Not long after my last post about how the FBI nabbed "Sabu" who was really Hector Monsegur, reputedly the leader of the hacker group LulzSec, SC magazine posted a fascinating piece about Sabu's activities while he was cooperating with the FBI.
It sure appears, based on what the article relates, that the FBI was pretty much using Sabu to foment hacks among others so that it could gather evidence against other hackers. Internet activist and Anonymous observer Gregg Housh concluded that a lot of hacks might not have happened without the encouragement of Sabu, including the Stratfor hack. Sabu (and therefore his "friends" in the FBI) not only knew the hack was coming but volunteered the use of a server to store the stolen data.

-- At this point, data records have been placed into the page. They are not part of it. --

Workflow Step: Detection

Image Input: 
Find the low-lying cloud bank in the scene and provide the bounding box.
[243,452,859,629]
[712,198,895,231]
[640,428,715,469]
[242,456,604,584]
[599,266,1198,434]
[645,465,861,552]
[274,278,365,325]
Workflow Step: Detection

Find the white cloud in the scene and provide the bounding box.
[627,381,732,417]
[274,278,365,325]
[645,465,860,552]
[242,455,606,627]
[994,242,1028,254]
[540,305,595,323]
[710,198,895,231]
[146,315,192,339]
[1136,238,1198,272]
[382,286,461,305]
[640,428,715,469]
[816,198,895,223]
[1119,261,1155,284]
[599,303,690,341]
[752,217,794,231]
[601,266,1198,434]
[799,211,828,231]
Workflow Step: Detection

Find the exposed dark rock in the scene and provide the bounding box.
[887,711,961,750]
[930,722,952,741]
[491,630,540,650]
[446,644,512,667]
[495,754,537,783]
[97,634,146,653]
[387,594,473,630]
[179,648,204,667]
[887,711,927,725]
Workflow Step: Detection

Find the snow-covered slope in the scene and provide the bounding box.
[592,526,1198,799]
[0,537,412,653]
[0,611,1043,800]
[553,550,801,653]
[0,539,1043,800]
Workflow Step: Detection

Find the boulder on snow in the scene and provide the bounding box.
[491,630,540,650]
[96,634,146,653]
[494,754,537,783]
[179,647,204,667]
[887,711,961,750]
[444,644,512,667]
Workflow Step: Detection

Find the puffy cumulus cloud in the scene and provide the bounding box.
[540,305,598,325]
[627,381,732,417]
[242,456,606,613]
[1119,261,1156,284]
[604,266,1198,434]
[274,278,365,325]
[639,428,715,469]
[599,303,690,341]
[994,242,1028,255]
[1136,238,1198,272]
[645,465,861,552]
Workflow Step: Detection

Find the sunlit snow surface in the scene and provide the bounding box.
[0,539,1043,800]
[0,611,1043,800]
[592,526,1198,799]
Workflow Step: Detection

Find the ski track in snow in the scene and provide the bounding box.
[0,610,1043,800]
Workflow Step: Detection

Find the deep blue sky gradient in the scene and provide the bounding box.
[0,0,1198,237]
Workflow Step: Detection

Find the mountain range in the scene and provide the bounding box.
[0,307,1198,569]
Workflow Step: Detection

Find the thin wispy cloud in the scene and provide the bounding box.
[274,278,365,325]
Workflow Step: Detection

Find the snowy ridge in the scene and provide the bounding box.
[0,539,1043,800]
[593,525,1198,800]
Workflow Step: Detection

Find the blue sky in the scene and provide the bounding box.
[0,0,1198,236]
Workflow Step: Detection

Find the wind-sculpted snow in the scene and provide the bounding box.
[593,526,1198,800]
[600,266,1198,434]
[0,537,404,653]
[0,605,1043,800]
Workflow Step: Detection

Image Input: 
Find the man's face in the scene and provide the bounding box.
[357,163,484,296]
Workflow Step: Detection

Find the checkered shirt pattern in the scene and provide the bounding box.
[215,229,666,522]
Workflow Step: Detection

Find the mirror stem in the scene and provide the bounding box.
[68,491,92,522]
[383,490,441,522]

Housch said "The FBI pretty much left Stratfor out to dry - they screwed Strator knowingly. That pretty much blows my mind." Mine too. Aren't we supposed to be the good guys? If what is alleged in the article is true, I hope Stratfor is consulting with its attorneys.
Based on the facts recited in the article, some of the busted hackers may well have a decent entrapment argument. Sabu giving away stolen credentials to a Brazilian government website to another hacker? How is that not entrapment? He facilitated the hack while under the FBI's supervision. Juries and judges notoriously don't like informants to take pivotal actions in the commission of crimes by others.
And I'm wondering who the heck was in charge of the Sabu operation that allowed all these hacks to continue even when he wasn't directly inciting them. Aren't there rules about that for our g-men?